The Nuclear Proliferation International History Project, (NPIHP) is pleased to announce a 3-month research fellowship for a scholar studying Brazil’s nuclear history, in particular as it relates to US-Brazilian relations, Brazil’s nuclear relations with Argentina and other countries, and Brazil’s evolving role in the Nuclear Non-Proliferation Treaty (NPT) regime.

The fellowship, made possible by a generous grant from the Carnegie Corporation of New York, will provide a unique opportunity to conduct archival and oral history research on Brazil’s nuclear history using resources in the Washington, DC area, at US presidential libraries, and in cooperation with NPIHP’s partners at Fundação Getulio Vargas in Rio de Janeiro, Brazil, and elsewhere in the world.  


The ideal candidate will be an advanced Ph.D. candidate or post-doctoral researcher studying Brazil’s nuclear program from a historical perspective, however exceptionally good proposals will also be accepted from more junior scholars working on the subject matter.

The fellowship will be awarded to an individual with substantial academic and professional accomplishments, a compelling research question, and the ability to connect research conducted during their proposed fellowship to their own ongoing body of academic research.

Fellowship Details

This fellowship opportunity is available for three consecutive months between 4 September and 21 December 2012. It includes a monthly stipend of $5,000, visa sponsorship (if necessary) as well as full access to Wilson Center resources, including network access, office space, and borrowing privileges from the Wilson Center library and the Library of Congress.

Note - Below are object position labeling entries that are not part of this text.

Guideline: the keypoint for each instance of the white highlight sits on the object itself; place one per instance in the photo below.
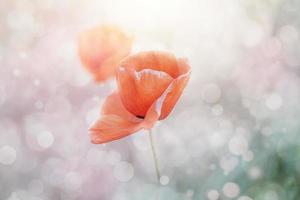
(123, 171)
(274, 101)
(45, 139)
(213, 195)
(8, 155)
(164, 180)
(231, 190)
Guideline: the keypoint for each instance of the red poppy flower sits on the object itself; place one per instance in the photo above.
(101, 49)
(149, 85)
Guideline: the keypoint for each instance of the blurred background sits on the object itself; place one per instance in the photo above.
(234, 134)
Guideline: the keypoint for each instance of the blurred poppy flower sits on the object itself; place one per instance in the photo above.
(102, 48)
(149, 85)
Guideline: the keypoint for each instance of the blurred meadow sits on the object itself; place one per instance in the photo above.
(234, 134)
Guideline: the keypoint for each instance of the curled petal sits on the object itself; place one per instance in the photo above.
(155, 60)
(138, 90)
(116, 122)
(112, 127)
(172, 95)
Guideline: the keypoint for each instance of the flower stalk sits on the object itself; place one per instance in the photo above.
(154, 155)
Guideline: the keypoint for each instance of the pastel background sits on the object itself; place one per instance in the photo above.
(234, 134)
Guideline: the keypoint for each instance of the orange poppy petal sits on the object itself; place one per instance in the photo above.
(116, 122)
(138, 90)
(155, 60)
(112, 127)
(101, 48)
(172, 96)
(114, 106)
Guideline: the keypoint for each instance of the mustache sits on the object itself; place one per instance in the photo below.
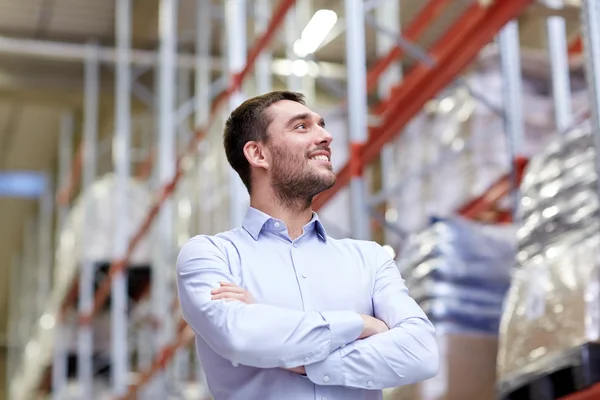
(321, 148)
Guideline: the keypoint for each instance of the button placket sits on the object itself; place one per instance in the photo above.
(299, 268)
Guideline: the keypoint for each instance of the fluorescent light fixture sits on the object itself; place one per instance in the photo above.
(315, 32)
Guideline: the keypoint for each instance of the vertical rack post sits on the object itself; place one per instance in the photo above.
(590, 30)
(121, 160)
(235, 20)
(357, 114)
(202, 82)
(163, 228)
(558, 53)
(513, 100)
(86, 276)
(294, 82)
(59, 352)
(14, 349)
(262, 72)
(387, 16)
(307, 82)
(44, 274)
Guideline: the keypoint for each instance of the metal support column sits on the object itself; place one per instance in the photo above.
(590, 21)
(14, 350)
(235, 20)
(262, 71)
(558, 52)
(121, 161)
(387, 15)
(86, 277)
(202, 108)
(513, 99)
(44, 274)
(357, 114)
(163, 228)
(59, 352)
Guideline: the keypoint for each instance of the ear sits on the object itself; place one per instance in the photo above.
(255, 154)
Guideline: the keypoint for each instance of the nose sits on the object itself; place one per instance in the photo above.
(323, 136)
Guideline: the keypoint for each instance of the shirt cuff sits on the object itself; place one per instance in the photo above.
(327, 372)
(345, 327)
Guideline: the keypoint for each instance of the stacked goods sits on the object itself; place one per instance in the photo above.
(459, 272)
(553, 306)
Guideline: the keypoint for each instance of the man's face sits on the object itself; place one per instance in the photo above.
(300, 156)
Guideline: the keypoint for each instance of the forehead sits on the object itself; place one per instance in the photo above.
(284, 109)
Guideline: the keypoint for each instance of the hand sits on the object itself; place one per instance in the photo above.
(373, 326)
(229, 291)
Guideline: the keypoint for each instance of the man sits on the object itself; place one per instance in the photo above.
(281, 311)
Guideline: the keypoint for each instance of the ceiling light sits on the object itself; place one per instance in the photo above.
(315, 32)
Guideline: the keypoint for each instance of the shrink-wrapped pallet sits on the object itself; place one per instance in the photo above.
(553, 305)
(459, 272)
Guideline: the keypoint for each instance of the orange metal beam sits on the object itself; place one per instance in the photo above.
(104, 289)
(417, 27)
(498, 15)
(422, 21)
(454, 52)
(494, 193)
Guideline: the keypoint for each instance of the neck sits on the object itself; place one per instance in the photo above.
(295, 214)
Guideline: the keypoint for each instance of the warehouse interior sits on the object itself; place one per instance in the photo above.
(475, 125)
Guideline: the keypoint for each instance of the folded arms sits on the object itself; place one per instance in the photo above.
(326, 344)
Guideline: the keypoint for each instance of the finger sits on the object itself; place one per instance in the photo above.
(225, 289)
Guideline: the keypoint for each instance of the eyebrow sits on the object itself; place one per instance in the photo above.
(303, 116)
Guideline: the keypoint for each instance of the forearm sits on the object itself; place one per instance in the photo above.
(405, 354)
(266, 336)
(253, 334)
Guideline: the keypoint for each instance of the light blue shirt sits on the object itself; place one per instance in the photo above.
(309, 293)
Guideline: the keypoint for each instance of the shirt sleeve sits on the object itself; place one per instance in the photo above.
(405, 354)
(256, 335)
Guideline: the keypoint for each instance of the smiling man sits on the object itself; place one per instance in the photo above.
(281, 311)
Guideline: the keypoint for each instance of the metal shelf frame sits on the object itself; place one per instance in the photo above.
(437, 68)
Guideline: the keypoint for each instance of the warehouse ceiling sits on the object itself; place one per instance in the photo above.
(35, 92)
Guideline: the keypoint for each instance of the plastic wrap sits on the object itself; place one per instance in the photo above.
(467, 371)
(554, 302)
(98, 232)
(459, 272)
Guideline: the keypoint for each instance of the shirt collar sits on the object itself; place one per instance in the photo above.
(256, 221)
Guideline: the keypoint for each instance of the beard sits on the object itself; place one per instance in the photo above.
(295, 182)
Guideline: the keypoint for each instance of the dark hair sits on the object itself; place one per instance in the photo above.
(249, 122)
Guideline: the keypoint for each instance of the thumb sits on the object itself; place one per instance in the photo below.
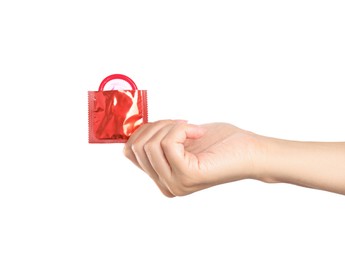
(173, 143)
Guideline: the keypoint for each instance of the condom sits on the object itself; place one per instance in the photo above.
(116, 110)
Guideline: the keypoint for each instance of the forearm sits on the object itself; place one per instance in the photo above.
(318, 165)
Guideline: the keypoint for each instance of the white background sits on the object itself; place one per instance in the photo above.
(272, 67)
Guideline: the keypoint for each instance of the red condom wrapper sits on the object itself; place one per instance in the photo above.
(116, 110)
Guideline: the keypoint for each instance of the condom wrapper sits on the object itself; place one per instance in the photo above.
(116, 110)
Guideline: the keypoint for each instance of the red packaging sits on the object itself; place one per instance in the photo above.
(116, 110)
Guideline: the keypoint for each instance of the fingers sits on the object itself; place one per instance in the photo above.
(135, 150)
(173, 144)
(158, 148)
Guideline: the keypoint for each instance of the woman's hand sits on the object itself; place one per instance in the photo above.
(182, 158)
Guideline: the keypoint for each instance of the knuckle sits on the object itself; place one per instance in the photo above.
(136, 147)
(127, 151)
(148, 147)
(165, 143)
(178, 191)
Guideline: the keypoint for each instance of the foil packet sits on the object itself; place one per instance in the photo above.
(116, 110)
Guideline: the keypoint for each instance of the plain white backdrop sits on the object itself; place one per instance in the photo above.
(273, 67)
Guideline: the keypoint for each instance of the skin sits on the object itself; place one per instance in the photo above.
(182, 158)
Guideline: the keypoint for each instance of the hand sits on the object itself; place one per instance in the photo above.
(182, 158)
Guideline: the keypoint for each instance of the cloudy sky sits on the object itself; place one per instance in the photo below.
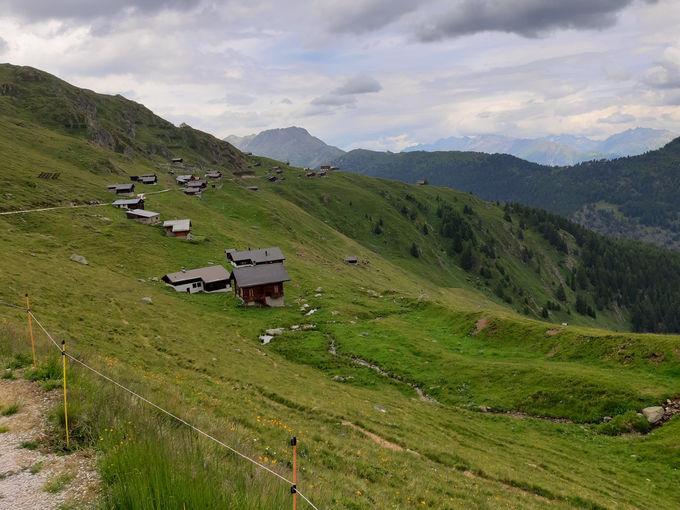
(379, 74)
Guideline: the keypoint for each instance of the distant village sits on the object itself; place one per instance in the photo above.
(257, 276)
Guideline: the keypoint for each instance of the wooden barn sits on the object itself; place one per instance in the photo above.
(129, 203)
(142, 216)
(260, 285)
(272, 255)
(122, 189)
(177, 228)
(205, 279)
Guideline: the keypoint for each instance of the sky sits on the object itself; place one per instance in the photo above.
(376, 74)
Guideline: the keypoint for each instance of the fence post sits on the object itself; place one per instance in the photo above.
(30, 328)
(63, 359)
(293, 489)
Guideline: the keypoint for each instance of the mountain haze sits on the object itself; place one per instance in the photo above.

In addition to these Wilson Center resources the fellow will have the opportunity to connect with other members of the Nuclear Proliferation International History Project’s broad network of researchers in Washington and around the world, and to use the wide array of relevant document collections available in the Washington, DC area, including at the National Archives and Records Administration, (NARA), the Library of Congress, and the National Security Archive.

How to Apply

The deadline for applications is 16 July 2012. Interested candidates must submit a CV, one letter of recommendation, and a proposal (maximum 1,000 words) outlining the project, the work they propose to conduct, and the envisaged outcomes.